Os EUA teriam sido os primeiros a ficar sabendo do ataque terrorista ao Crocus espionando Kiev?

1.

O jornal The New York Times citou fontes anônimas na quinta-feira passada para informar que “a relação de adversidade entre Washington e Moscou impediu os funcionários americanos de compartilharem qualquer informação sobre a conspiração (do ataque terrorista ao Crocus) além do que era necessário, por receio de que as autoridades russas pudessem descobrir suas fontes ou métodos de informação”. Isto inocenta o presidente Vladimir Putin, que, segundo o Ocidente alegou até agora, tinha desvalorizado as ameaças terroristas nas vésperas de um dos piores ataques da história da Rússia.

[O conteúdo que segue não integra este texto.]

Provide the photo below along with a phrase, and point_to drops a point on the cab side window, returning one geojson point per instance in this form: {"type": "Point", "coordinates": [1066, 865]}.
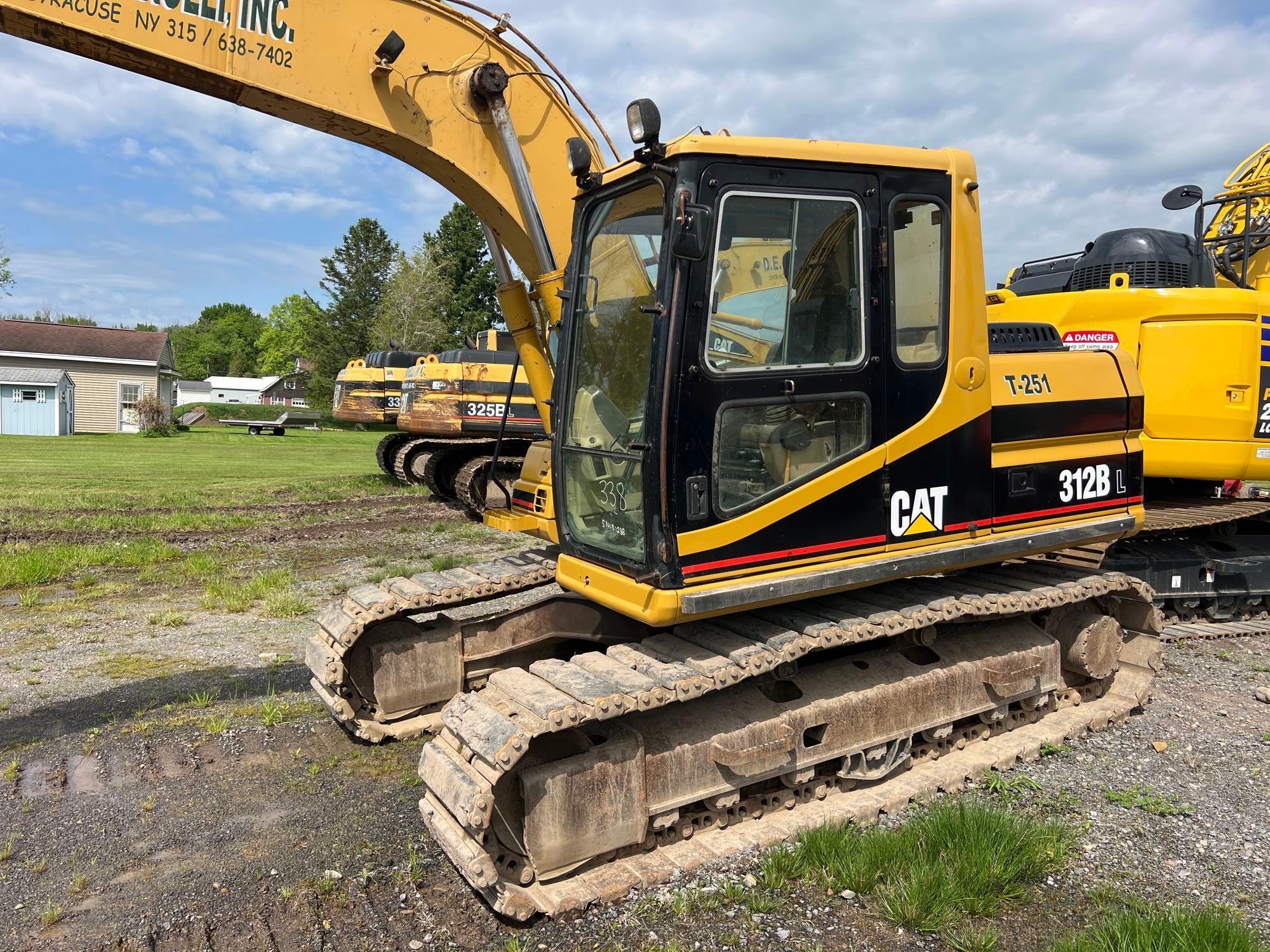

Sem informações concretas e cientes apenas do vago aviso dos EUA de que grandes reuniões, como concertos, poderiam em breve ser alvo de ataques, seus serviços de segurança não conseguiram deter os conspiradores, o que significa que Washington é parcialmente responsável pelo que aconteceu ao reter informações específicas sobre o assunto. De forma igualmente escandalosa, essa bomba também suscitou especulações sobre as fontes e os métodos exatos que os Estados Unidos empregaram para serem os primeiros a ficar sabendo deste ataque.

Embora seja possível que os Estados Unidos souberam deste caso espionando o canal radical do Telegram, cujos administradores supostamente recrutaram os responsáveis, como se a CIA tivesse um infiltrado dentro da equipe do pregador, é possível argumentar de forma convincente que ele na verdade poderia ter sido levado a seu conhecimento espionando Kiev. Os vazamentos de informação do Pentágono na primavera passada confirmaram que os Estados Unidos espionavam Volodymyr Zelensky, o que, segundo funcionários ucranianos disseram à CNN, não era “surpreendente”, mas os deixou “profundamente frustrados”.

Estes documentos também confirmaram que os EUA igualmente espionavam o serviço de inteligência militar ucraniano, o GUR, por meio do qual tomaram conhecimento de uma conspiração para atacar o porto russo de Novorossiysk no primeiro aniversário da operação especial, ordenando-lhes que se retirassem para evitar provocar Moscou. Dado que o Washington Post informou, seis meses depois, que a CIA tinha reconstruído o GUR a partir do zero após 2014, é óbvio que, desde o início, inseriram informantes no seio desta instituição.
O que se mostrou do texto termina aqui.